Rząd kontynuuje działania koncentrujące się wokół tematu Pegazusa. Komisja śledcza ds. Pegazusa skompromitowała się wprawdzie tak mocno, że nikt nie oczekuje po niej już niczego, ale coraz więcej aktywności wykazuje Prokuratura i Minister Adam Bodnar. Trwa śledztwo, wzywani są świadkowie, rozsyłane są informacje, co ogłosił Minister Adam Bodnar, do konkretnych osób, że były one objęte kontrolą operacyjną przy pomocy Pegazusa. Za chwilę będziemy świadkami odgrywania przed opinią publiczną kolejnych teatrów i rozgrzewania emocji w związku z historiami konkretnych osób, które otrzymają informacje o bezzasadnej rzekomo kontroli operacyjnej. Zapewni to paliwo polityczne i emocje społeczne, korzystne dla PO i Rządu. Platforma zbyt dużo zainwestowała w tę sprawę, żeby odpuścić. Należy się więc spodziewać promowania kolejnych podejrzeń i insynuacji, ale też dalszych działań prokuratorskich, a tym stawiania zarzutów i ciągania po sądach osób mających jakikolwiek związek z Pegazusem.
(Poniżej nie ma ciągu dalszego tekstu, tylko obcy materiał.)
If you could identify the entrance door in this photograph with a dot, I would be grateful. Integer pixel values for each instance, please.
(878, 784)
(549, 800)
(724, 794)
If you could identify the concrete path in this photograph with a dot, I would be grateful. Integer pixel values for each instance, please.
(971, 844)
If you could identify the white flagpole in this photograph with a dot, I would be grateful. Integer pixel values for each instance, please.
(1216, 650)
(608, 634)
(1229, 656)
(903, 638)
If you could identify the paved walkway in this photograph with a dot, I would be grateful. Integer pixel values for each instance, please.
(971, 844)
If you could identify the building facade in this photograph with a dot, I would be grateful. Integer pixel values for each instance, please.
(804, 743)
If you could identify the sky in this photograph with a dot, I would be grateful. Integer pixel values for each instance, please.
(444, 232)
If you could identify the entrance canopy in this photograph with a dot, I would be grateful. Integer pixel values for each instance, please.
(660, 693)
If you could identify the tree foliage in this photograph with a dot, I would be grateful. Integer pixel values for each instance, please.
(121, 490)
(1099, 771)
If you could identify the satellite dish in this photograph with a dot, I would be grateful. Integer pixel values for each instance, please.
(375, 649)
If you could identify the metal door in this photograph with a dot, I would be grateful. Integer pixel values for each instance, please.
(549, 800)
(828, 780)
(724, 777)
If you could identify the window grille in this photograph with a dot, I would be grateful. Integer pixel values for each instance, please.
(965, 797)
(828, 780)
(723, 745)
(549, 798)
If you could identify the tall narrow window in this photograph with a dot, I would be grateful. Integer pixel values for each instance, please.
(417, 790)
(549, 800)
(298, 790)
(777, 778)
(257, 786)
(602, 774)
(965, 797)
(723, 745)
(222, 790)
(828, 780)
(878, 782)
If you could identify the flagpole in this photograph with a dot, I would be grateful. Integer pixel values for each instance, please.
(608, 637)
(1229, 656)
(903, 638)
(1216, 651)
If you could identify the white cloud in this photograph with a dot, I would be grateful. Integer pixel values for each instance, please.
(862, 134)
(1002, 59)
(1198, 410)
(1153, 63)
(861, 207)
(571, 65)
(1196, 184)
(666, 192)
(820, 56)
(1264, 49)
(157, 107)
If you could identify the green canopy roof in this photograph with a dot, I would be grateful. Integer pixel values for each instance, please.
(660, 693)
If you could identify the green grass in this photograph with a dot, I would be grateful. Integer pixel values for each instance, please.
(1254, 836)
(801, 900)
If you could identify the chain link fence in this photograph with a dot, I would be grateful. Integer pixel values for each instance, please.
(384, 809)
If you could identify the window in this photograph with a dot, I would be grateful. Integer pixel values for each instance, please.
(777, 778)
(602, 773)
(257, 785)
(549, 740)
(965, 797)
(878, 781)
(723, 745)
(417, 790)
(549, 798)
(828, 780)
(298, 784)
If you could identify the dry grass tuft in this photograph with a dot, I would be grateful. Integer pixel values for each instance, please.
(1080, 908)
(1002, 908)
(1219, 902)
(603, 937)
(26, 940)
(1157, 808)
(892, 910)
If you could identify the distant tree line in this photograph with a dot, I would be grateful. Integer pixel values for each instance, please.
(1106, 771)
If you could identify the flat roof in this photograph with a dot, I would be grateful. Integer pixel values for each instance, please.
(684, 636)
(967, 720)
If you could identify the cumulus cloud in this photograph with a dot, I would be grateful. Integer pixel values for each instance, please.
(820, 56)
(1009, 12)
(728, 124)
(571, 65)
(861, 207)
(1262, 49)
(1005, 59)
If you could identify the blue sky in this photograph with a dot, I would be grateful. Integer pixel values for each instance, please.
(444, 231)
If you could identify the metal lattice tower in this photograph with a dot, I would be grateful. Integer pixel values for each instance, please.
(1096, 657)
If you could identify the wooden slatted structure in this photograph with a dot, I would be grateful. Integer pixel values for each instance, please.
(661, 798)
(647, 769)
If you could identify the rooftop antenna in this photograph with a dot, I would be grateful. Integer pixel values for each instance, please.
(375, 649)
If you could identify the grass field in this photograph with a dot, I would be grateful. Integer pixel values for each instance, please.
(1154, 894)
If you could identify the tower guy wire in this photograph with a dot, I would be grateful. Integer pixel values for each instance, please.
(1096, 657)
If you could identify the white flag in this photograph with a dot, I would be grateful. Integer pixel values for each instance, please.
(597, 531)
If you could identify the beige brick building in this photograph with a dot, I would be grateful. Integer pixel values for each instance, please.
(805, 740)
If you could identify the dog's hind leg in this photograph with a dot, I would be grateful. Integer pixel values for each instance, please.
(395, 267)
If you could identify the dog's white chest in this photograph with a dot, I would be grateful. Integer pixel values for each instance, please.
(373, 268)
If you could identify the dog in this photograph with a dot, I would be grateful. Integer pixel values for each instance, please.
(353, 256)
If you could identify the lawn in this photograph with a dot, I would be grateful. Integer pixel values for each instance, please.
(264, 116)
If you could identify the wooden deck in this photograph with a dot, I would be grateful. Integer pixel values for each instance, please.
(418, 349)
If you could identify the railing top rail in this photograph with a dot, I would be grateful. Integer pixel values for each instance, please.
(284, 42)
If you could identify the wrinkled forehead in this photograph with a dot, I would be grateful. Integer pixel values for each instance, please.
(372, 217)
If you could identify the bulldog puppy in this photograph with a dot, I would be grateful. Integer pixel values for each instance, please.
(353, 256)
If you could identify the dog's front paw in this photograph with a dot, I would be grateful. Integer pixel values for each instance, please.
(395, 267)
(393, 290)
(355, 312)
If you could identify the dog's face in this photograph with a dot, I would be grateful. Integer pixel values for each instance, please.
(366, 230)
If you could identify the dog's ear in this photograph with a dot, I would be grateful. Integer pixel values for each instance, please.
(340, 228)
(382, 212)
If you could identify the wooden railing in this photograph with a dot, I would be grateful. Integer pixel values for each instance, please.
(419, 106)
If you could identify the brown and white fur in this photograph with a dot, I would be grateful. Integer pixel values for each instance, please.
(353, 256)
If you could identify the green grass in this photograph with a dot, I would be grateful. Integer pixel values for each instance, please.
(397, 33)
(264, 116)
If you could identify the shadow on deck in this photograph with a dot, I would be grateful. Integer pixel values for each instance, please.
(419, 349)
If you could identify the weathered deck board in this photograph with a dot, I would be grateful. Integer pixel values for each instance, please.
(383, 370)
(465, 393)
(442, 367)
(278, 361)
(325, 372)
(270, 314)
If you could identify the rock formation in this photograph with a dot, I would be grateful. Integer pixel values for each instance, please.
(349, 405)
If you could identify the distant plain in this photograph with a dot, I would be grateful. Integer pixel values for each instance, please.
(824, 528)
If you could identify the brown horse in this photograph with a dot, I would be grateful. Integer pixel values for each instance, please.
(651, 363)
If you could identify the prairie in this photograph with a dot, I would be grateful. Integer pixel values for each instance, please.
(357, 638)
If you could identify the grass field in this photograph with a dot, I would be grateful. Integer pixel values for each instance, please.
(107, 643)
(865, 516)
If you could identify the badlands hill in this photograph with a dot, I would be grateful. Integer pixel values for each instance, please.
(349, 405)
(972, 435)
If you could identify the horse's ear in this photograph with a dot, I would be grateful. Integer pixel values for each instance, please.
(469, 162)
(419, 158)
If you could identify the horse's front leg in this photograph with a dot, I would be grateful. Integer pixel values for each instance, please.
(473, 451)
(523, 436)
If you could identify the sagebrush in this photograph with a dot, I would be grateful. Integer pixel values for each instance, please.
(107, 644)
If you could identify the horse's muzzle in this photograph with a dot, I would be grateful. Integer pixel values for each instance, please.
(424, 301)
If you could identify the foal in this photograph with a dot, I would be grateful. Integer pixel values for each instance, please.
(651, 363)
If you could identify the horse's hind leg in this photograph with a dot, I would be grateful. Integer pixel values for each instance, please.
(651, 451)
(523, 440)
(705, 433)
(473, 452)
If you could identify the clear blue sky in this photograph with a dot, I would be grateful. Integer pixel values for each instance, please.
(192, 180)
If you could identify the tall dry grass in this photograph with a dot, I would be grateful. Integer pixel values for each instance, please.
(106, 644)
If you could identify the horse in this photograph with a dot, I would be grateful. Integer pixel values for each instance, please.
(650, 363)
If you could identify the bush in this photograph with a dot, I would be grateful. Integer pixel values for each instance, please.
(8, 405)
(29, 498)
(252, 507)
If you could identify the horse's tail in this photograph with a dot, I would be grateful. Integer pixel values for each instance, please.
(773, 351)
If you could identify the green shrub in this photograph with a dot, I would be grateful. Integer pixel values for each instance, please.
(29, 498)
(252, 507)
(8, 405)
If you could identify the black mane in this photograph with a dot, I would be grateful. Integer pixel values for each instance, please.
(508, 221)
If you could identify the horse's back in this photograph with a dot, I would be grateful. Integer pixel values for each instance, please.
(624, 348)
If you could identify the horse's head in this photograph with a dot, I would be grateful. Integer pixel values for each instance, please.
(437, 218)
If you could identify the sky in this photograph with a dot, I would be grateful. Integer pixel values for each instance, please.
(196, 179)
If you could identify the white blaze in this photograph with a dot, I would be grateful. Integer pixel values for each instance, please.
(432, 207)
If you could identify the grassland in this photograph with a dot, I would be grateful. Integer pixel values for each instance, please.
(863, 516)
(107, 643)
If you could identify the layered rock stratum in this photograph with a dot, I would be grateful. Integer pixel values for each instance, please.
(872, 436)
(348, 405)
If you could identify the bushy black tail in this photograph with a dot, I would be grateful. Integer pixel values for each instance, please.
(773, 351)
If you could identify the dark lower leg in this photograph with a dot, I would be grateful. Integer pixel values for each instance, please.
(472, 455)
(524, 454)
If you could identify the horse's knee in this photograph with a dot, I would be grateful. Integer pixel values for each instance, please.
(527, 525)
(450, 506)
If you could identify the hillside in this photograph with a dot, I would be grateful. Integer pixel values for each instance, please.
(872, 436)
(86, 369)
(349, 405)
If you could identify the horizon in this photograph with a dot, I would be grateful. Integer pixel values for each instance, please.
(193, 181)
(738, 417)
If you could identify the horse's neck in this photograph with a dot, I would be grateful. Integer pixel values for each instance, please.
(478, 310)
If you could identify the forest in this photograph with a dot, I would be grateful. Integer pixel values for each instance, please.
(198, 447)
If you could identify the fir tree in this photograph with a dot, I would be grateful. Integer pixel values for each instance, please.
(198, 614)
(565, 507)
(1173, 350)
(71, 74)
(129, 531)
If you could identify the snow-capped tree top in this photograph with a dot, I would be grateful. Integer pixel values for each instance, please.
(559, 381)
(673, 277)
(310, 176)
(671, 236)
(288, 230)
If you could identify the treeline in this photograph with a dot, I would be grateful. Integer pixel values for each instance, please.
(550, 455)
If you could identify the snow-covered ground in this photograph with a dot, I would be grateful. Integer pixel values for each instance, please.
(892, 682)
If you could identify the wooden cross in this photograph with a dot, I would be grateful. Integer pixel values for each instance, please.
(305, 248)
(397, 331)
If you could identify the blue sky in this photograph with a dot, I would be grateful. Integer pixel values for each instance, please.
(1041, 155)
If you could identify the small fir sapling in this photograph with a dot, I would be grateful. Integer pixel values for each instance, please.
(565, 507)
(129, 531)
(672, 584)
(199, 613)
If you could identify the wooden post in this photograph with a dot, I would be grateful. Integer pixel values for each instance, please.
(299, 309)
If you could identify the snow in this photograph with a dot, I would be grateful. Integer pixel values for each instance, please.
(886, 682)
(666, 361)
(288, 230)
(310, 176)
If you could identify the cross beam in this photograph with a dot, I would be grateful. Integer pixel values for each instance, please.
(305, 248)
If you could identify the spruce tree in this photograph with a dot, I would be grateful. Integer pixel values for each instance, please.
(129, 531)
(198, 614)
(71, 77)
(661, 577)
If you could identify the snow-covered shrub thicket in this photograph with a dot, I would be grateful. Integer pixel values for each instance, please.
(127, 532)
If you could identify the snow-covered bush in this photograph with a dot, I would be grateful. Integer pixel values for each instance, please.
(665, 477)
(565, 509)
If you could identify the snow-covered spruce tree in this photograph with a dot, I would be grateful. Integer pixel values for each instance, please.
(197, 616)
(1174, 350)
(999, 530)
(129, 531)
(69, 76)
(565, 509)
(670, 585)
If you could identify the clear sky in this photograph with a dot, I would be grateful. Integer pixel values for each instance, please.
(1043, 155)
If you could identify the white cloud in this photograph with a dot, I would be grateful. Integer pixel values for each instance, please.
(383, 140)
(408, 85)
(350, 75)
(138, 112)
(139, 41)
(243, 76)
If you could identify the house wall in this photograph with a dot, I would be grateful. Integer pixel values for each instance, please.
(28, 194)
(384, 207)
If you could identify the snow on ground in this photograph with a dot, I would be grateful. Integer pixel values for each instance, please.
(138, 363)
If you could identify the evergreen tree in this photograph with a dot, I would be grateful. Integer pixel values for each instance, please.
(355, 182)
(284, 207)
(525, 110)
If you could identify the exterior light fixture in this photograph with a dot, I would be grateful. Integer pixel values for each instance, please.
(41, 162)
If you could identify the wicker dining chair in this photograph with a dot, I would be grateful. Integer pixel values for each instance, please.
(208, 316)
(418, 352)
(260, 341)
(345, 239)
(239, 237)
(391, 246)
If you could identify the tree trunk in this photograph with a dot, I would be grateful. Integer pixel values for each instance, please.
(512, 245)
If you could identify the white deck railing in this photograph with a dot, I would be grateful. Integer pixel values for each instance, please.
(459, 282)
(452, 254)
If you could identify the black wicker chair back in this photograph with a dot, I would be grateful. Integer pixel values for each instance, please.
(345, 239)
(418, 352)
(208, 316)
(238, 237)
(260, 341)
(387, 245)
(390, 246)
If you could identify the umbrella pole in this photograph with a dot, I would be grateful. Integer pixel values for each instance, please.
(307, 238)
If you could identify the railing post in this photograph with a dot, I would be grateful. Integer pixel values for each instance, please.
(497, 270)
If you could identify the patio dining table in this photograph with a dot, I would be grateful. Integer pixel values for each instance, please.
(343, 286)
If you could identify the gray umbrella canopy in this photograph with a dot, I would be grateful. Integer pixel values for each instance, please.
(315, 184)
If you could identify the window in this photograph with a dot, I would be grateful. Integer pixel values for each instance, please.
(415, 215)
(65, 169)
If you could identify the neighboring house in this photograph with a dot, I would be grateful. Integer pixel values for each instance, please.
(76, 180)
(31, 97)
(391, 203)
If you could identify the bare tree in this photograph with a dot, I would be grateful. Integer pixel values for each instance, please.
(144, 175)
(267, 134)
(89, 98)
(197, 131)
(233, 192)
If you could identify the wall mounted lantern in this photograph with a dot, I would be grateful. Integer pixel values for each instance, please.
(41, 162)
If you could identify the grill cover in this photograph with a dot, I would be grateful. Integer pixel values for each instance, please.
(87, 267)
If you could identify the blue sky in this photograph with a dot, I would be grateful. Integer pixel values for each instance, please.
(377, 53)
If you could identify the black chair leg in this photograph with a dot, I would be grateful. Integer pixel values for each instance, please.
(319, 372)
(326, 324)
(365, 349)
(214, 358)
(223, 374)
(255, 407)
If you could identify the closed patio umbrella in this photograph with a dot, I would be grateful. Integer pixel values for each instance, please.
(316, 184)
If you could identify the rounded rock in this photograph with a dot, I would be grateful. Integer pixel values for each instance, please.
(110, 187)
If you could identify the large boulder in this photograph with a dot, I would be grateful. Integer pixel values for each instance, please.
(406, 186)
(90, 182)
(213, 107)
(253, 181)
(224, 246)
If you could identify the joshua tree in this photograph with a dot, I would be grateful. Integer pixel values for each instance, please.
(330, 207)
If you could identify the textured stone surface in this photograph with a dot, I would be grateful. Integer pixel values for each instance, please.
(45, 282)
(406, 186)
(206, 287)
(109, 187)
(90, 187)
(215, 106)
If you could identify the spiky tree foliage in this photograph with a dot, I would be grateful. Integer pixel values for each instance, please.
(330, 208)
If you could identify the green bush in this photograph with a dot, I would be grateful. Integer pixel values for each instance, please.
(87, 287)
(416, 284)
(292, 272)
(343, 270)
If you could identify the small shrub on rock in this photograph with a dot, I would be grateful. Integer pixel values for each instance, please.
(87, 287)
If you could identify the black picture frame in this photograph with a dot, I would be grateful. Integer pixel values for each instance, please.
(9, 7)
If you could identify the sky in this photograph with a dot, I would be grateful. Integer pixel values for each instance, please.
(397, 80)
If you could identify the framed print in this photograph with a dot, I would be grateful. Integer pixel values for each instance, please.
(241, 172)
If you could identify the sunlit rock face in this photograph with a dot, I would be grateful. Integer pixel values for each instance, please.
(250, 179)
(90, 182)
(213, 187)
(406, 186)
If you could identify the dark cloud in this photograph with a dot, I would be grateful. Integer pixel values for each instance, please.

Działania władz maja legitymizować kampanię insynuacji i ataków politycznych wobec poprzedniego rządu. Prowadzono kampanię przez lata, więc obecnie Rząd zajmuje się znalezieniem jakiegoś „potwierdzenia”, że coś było nie tak. Idzie z trudem. Komisja śledcza stała się pośmiewiskiem, a sam rząd zmienił retorykę i zaczął mówić o bezzasadnych przypadkach stosowania Pegazusa. W rozmowie z Polsat News Minister Adam Bodnar przyznał wprost, że służby bardzo skrupulatnie podchodziły do kwestii dokumentacji ws. kontroli operacyjnej w przypadku stosowania Pegazusa, zaś audyt wskazał, że każdy przypadek użycia Pegazusa miał wymaganą prawem zgodę sądu. Te słowa korespondują ze zmianą narracji Ministra Koordynatora Tomasza Siemioniaka, który od kilku już tygodni konsekwentnie zapowiada, że rządu będzie ujawniał przypadki niezasadnego użycia Pegazusa. Analiza językowa wypowiedzi Ministrów oddelegowanych przez premiera Tuska do zajmowania się Pegazusem jest bardzo ważna. Wcześniej mówiono bowiem o używaniu bezprawnym czy nielegalnym - teraz już o niezasadnym. To pokazuje skalę cynizmu i kłamstwa w działaniach PO w ostatnich latach.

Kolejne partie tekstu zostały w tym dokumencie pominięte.